The depth of that kind of love stuck with me. After the movie was over, I called a couple of my married friends and asked them, if faced with the same decision, would they make the same choice. Both emphatically replied, “Of course!” Their responses got me to swooning. “I want a love like that,” I said. I want that “I can’t live without you love.” I want someone to claw their way to their peril, if getting away safely meant being without me. It’s a romantic and fanciful notion. I mean really, how many people wait for that kind of love in their lives… Popular or not, that’s what I’m looking for. No wonder I am still single. J
What makes that kind of love so extraordinary is the element of sacrifice. Ordinarily discomfort and suffering doesn’t appeal to me, as I am sure is the case with most human beings. We run from it. In fact, we don’t even like to be around when people are talking about the suffering of others. We treat it like a highly contagious disease that should we be exposed to the suffering of others, we might catch it. Perhaps that’s why far too few people visit the sick in the hospitals, or tend to the needs of the elderly and the poor. But real love, the kind that really moves mountains is steeped in sacrifice.

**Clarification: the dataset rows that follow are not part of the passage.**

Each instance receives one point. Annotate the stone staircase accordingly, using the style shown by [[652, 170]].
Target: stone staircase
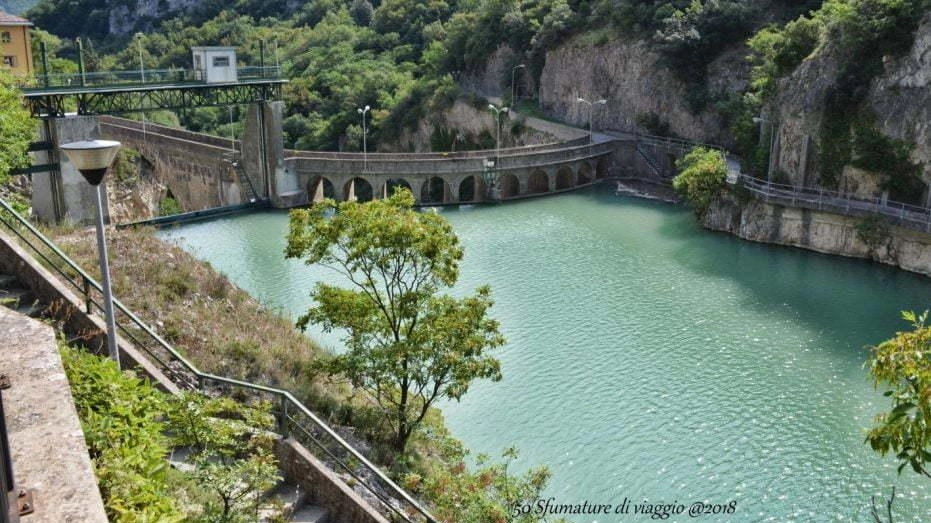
[[285, 499], [16, 297]]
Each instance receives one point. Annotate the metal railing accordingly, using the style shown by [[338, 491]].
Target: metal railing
[[293, 417], [134, 78], [907, 215]]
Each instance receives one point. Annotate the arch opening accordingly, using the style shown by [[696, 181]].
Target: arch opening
[[601, 168], [359, 189], [319, 188], [508, 186], [434, 191], [538, 183], [472, 189], [585, 174], [563, 178], [397, 183]]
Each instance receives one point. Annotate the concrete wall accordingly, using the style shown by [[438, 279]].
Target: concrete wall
[[322, 485], [47, 445]]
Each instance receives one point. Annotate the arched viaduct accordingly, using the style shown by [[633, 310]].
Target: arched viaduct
[[437, 178]]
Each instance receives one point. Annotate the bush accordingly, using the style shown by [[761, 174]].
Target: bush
[[121, 417], [702, 175]]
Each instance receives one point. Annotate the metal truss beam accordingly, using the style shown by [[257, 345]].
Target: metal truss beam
[[56, 103]]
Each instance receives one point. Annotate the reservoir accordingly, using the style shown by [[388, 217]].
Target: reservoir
[[650, 359]]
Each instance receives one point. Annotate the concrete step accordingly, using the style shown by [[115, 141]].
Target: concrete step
[[285, 498], [15, 298], [7, 280], [310, 514]]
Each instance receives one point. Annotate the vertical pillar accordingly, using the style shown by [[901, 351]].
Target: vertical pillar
[[64, 196]]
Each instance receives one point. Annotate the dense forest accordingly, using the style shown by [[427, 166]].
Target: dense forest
[[405, 57]]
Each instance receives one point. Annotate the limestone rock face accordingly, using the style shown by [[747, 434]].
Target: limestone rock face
[[817, 231], [632, 78]]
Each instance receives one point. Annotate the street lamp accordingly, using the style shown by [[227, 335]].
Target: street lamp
[[365, 149], [513, 93], [498, 112], [591, 110], [93, 158], [772, 142]]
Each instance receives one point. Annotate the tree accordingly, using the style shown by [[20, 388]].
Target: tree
[[904, 365], [16, 127], [702, 174], [407, 344]]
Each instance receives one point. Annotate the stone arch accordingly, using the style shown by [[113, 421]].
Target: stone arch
[[508, 186], [601, 168], [563, 178], [363, 189], [396, 183], [434, 191], [314, 189], [585, 174], [472, 189], [538, 182]]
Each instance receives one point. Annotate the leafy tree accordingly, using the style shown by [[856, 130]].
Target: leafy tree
[[16, 127], [903, 365], [407, 344], [493, 492], [702, 174]]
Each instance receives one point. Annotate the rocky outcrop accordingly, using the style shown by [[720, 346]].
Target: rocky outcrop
[[631, 77], [817, 231]]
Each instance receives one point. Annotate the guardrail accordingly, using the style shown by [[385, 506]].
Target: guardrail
[[293, 417], [99, 79], [907, 215]]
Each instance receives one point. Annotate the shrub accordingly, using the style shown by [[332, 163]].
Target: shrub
[[702, 175], [120, 415]]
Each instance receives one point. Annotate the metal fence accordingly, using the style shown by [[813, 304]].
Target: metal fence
[[139, 77], [906, 215], [293, 417]]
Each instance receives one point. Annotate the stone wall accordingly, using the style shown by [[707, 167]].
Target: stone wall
[[323, 487], [47, 445], [817, 231]]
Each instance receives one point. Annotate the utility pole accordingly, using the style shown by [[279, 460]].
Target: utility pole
[[365, 148], [591, 110]]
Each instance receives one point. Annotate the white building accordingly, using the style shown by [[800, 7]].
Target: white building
[[214, 64]]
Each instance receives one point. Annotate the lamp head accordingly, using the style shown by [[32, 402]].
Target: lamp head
[[92, 157]]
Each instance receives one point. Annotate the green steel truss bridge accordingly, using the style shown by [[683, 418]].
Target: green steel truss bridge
[[120, 92]]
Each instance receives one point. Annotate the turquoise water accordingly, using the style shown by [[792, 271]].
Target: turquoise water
[[650, 359]]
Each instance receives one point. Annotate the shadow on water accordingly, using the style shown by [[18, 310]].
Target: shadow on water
[[817, 289]]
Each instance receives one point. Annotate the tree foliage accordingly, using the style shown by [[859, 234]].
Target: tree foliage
[[407, 344], [903, 365], [702, 174], [16, 127]]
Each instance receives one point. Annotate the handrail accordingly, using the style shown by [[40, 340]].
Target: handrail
[[190, 377], [907, 215]]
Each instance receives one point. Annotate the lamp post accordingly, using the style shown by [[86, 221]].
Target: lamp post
[[513, 92], [772, 135], [365, 147], [93, 158], [139, 37], [591, 110], [498, 112]]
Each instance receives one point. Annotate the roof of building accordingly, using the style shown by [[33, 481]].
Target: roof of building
[[8, 19]]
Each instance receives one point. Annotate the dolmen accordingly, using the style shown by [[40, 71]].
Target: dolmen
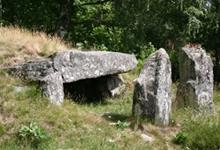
[[196, 79], [152, 92], [96, 72]]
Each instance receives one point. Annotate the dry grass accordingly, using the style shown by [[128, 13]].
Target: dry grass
[[17, 45]]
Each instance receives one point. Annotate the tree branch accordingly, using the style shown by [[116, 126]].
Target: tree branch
[[95, 3]]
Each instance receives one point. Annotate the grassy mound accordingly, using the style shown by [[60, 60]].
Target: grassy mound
[[17, 45], [28, 121]]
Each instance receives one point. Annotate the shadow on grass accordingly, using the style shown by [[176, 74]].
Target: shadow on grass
[[114, 117]]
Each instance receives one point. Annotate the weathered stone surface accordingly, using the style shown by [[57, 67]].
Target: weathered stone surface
[[196, 79], [78, 65], [152, 93], [96, 89], [52, 86], [115, 85], [94, 72]]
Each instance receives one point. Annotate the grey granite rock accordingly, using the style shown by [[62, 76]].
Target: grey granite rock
[[52, 86], [72, 66], [115, 85], [78, 65], [152, 93], [196, 79]]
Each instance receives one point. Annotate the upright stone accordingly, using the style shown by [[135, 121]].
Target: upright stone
[[152, 93], [52, 86], [196, 79]]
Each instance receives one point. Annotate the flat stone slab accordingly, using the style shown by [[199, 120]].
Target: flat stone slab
[[71, 66], [78, 65]]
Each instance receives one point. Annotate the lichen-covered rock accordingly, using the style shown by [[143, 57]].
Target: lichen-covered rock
[[196, 79], [152, 93], [78, 65], [72, 66], [52, 86], [115, 85]]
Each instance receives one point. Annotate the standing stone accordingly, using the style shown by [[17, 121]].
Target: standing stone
[[196, 79], [152, 93], [52, 86]]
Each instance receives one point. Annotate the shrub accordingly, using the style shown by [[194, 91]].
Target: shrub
[[2, 129], [202, 134], [32, 134], [180, 138], [122, 125]]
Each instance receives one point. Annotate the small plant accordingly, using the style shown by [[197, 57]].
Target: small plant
[[2, 129], [32, 134], [122, 125], [180, 138]]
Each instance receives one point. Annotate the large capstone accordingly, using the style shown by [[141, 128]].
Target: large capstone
[[196, 79], [152, 93], [90, 75], [77, 65]]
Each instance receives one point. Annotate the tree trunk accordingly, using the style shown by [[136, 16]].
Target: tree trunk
[[1, 10], [64, 22], [217, 67]]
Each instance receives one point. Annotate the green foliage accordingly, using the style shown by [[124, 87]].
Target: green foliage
[[32, 134], [202, 134], [180, 138], [144, 52], [2, 129]]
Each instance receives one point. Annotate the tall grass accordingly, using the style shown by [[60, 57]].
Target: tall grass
[[17, 45]]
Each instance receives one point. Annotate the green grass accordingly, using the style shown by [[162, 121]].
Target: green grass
[[100, 125]]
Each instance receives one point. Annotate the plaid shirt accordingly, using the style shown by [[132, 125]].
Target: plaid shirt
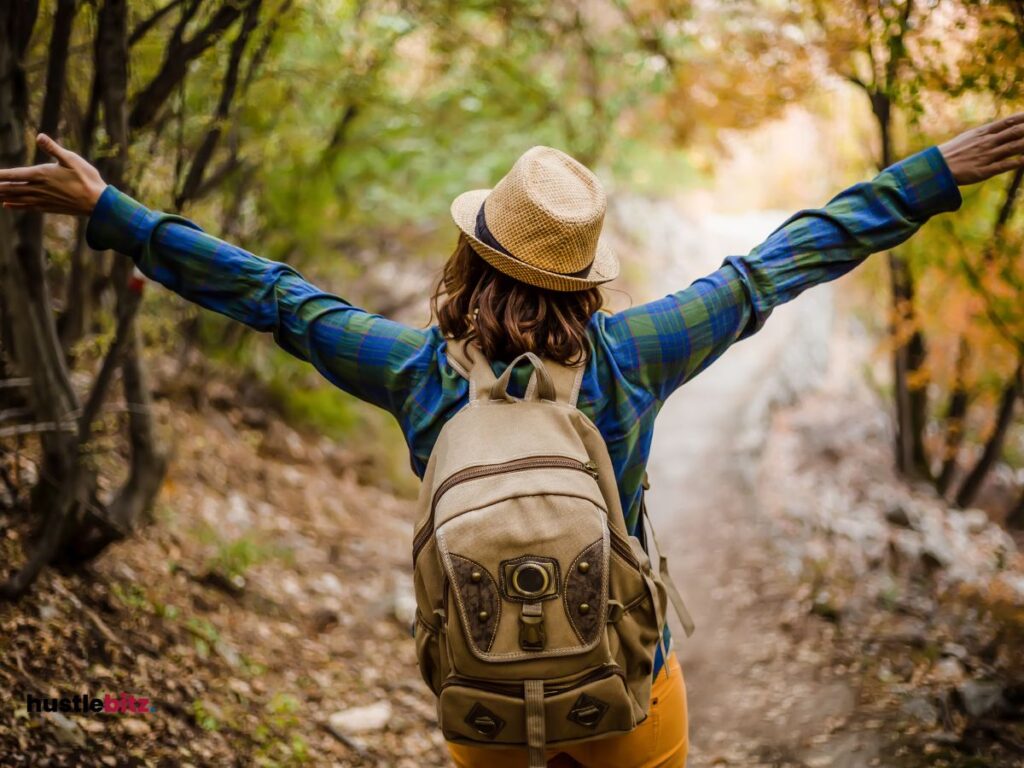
[[640, 356]]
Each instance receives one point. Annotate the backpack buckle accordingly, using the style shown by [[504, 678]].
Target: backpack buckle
[[531, 635]]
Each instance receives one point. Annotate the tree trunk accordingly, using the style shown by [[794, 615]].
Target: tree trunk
[[65, 484], [955, 412], [993, 446], [908, 355]]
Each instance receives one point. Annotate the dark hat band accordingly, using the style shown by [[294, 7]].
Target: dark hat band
[[483, 235]]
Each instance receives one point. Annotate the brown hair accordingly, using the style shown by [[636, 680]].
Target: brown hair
[[507, 317]]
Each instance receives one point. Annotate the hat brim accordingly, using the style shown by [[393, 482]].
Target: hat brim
[[603, 268]]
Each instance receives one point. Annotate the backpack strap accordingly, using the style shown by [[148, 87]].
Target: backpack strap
[[534, 700], [663, 569], [469, 363]]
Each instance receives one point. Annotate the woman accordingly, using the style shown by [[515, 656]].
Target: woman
[[525, 276]]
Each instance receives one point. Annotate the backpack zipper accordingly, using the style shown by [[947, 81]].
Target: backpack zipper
[[485, 470], [515, 689]]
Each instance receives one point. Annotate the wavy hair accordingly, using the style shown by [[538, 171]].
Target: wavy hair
[[473, 300]]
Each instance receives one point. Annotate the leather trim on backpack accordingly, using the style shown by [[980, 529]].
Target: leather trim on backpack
[[483, 608], [584, 588]]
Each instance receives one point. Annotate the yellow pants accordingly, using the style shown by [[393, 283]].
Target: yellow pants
[[659, 741]]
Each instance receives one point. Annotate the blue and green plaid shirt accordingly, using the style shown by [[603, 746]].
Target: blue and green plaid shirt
[[640, 356]]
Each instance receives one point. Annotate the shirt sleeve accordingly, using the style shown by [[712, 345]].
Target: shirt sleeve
[[659, 345], [365, 354]]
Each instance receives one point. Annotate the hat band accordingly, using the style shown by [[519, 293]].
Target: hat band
[[483, 233], [484, 236]]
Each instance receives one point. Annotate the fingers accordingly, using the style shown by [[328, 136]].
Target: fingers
[[30, 173], [1001, 125], [11, 189], [1006, 165], [65, 157]]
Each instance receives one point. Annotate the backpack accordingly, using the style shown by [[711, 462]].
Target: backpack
[[538, 614]]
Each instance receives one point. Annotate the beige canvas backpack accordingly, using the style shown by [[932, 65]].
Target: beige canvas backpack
[[538, 614]]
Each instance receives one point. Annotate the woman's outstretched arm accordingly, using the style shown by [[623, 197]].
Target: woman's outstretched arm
[[368, 355], [663, 344]]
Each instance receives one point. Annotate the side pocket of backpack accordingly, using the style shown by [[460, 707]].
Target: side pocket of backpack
[[428, 653]]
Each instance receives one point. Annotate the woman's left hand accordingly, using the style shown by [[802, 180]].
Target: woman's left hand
[[71, 185], [987, 151]]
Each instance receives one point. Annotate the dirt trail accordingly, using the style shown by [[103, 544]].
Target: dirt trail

Often when thinking about the Christian life we love to fixate on the sacrifice of Christ. The thought of him dying in our place elicits tears on cue every time, but sacrifice and suffering was not for Jesus to endure alone. Part of the Christian life is sharing not only in the glory of Christ, but his suffering as well. Matt 9:23 says, “If any many would be my disciple he must deny himself, take up his cross and follow me." Following Jesus definitely means following the leading of His spirit in all things in daily life. Its turning left when he says turn left. It’s feeding the hungry, its clothing the naked, but it’s also following him into those things that may cause you to suffer. It’s living a life before those who have yet to experience Christ that speaks the Gospel without words, even when you might be ridiculed, laughed at or rejected.
When we look at the Bible, those people who really denied themselves and took up their cross to follow Jesus did not have the bright shiny happy ending that many modern day churches espouse. Paul didn’t get an E Class Benz and a house on a hill. Peter didn’t get a lucrative business and sell millions of copies of Thrice Denied, Thrice Restored. From a temporal or worldly perspective, their lives ended pretty horrifically. But they were content, and even overjoyed to lay down their lives and suffer for Christ because God was their all in all. God was their reason for being. He was the love of their lives. While comfort and promises of an easy life were in the “life boat,” God was still on the sinking ship, and while their lives would be saved if they chose the easy way out, like Kate Winslett’s character, they clawed, in other words aggressively fought, their way off of the life boat, because the love of God and His presence were too great to live without.
If placed in the same situation, a sinking boat with God on it, or a life boat that sailed further and further away from his presence, what would you chose? Sure, on a good day we are willing to give up our stuff for God, our money, our things, but when it becomes a question of our very lives, what would your decision be. Would you claw your way out of the immediate solution to remain connected to the eternal solution? I pray that we all experience a love for God so big that our response will always be, “ Lord, You jump, I jump.”
Ever Higher
CB
Bueno trabajo, C! Amor is muy profundo. bastante profundo, hijo. Cada dia, yo entiendo Su amor mas y mas. Gracias por tu reflecion. Dios de bendiga y siempre paz.
ReplyDeleteguillermo edmundo aglonuevo
Thrice Denied, Thrice Restored...classic!
ReplyDeleteGood word...a challenging one, indeed. But of course, isn't that what we need in the body of Christ? To be challenged to live a life where we are daily being conformed into the image of God's Son. He jumped, so we, too should jump.